Handler SMP_ID SMP_ID_PROVIDER Provider has IDs? Notes
helcom ✅ auto-incremented per group ✅ from key column Yes Reference implementation
ospar ✅ auto-incremented per group ✅ from sample id column Yes
geotraces ✅ auto-incremented per group ✅ from BODC Bottle Number:INTEGER Yes Fixed: was incorrectly placed in SMP_ID
tepco ✅ auto-incremented (SEAWATER only) ⚠️ empty string "" No
maris_legacy ✅ from legacy MARIS DB sample_id ❌ missing Rarely samplabcode not captured; nearly always null in legacy data

Per-handler details

helcom — ✅ Complete (reference pattern)

HELCOM exposes a key column that uniquely identifies each measurement in the MORS database.
The handler creates both columns inside a dedicated callback:

df['SMP_ID'] = range(1, len(df) + 1)          # marisco internal id
df['SMP_ID_PROVIDER'] = df['key'].astype(str)  # provider id verbatim

This is the canonical pattern all handlers should follow when the provider supplies an identifier.


ospar — ✅ Complete

OSPAR supplies a sample id column. The handler mirrors the HELCOM pattern:

df['SMP_ID'] = range(1, len(df) + 1)
df['SMP_ID_PROVIDER'] = df['sample id'].astype(str)

geotraces — ✅ Fixed

The BODC Bottle Number:INTEGER field is renamed to SMP_ID_PROVIDER via renaming_rules in RenameColumnCB, then AddSampleIDCB generates a sequential SMP_ID and casts SMP_ID_PROVIDER to string:

renaming_rules = {
    ...
    'BODC Bottle Number:INTEGER': 'SMP_ID_PROVIDER'
}

class AddSampleIDCB(Callback):
    def __call__(self, tfm):
        for _, df in tfm.dfs.items():
            df['SMP_ID'] = range(1, len(df) + 1)
            df['SMP_ID_PROVIDER'] = df['SMP_ID_PROVIDER'].astype(str)

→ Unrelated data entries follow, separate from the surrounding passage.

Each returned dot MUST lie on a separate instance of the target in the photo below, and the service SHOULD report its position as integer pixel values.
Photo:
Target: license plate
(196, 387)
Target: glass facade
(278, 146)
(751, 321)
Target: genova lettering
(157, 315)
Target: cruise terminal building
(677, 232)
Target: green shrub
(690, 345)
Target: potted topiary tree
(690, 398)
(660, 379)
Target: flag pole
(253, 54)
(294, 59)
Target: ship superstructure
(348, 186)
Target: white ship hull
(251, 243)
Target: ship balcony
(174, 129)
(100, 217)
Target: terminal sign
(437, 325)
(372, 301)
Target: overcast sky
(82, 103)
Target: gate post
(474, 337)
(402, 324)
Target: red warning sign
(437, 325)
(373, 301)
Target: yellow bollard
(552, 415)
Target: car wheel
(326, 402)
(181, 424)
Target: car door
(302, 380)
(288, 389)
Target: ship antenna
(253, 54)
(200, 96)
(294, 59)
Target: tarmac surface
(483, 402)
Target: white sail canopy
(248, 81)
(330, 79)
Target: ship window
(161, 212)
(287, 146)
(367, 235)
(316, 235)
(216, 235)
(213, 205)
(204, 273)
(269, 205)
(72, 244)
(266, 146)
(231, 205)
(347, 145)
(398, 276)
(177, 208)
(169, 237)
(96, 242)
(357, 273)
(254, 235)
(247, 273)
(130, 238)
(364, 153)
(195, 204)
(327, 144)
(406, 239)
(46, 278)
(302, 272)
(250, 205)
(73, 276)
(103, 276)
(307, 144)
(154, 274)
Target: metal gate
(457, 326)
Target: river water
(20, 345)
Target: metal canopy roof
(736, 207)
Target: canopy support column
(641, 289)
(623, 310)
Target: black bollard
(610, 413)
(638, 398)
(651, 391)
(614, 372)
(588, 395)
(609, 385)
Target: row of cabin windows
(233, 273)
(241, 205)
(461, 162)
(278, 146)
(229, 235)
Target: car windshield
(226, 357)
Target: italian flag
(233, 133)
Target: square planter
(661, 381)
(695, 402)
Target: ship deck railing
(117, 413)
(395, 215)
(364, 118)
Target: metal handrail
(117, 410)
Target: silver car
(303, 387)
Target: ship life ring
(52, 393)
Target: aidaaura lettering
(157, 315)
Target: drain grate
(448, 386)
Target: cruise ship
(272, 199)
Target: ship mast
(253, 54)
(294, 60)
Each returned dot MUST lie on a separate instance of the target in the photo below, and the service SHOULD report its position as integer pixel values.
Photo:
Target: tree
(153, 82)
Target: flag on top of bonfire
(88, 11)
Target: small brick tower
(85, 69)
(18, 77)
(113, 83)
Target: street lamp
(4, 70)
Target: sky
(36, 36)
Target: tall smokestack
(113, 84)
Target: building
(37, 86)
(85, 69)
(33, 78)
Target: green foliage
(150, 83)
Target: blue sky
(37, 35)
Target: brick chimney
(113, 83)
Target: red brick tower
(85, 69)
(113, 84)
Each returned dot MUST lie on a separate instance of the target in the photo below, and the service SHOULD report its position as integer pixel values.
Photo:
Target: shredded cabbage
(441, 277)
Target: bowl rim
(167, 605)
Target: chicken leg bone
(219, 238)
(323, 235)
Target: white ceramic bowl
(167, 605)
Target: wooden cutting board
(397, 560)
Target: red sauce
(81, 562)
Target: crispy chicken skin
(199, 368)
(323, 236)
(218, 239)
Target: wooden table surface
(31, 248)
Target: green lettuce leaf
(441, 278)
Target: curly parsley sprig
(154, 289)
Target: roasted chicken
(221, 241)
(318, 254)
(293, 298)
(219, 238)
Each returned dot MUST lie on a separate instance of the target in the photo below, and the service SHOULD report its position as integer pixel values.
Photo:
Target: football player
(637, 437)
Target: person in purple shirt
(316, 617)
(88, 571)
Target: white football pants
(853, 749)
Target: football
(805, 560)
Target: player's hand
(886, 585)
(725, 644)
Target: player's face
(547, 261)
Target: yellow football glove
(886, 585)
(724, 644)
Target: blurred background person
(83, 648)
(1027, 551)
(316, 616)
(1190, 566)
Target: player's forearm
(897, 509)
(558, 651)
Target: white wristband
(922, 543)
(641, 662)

AddSampleIDCB runs after DispatchToGroupCB, so it iterates over both SEAWATER and SUSPENDED_MATTER groups.

Previously: the BODC Bottle Number was mapped directly to SMP_ID via renaming_rules, leaving SMP_ID_PROVIDER absent and the NetCDF dimension populated with raw provider integers.


tepco — ⚠️ SMP_ID_PROVIDER present but empty

TEPCO monitoring data does not carry sample identifiers. The AddSampleIdCB callback handles both columns for the SEAWATER group (the only group present in TEPCO data):

tfm.dfs['SEAWATER']['SMP_ID'] = range(1, len(tfm.dfs['SEAWATER']) + 1)
tfm.dfs['SEAWATER']['SMP_ID_PROVIDER'] = ""

Minor concern: SMP_ID_PROVIDER is set to an empty string "" rather than a null/None. Depending on encoder behaviour this may surface as an empty-string column rather than a missing-value column. Using None or pd.NA would be more consistent.


maris_legacy — ⚠️ SMP_ID_PROVIDER not captured

The legacy MARIS CSV format contains two ID-related fields:

CSV column Meaning
sample_id MARIS central-database internal integer ID
samplabcode Provider lab code (maps to SMP_ID_PROVIDER in CSV_VARS)

The handler renames sample_idSMP_ID (correct: this is already the MARIS internal ID) but does not capture samplabcode as SMP_ID_PROVIDER.

In practice samplabcode is nearly always null in the legacy export (~1 non-null value out of ~420 000 records), so the impact is low. The column should still be mapped for correctness and forward-compatibility.

UniqueIndexCB() is also used in the legacy pipeline, but it creates a separate ID column (a plain DataFrame reset-index, unrelated to SMP_ID).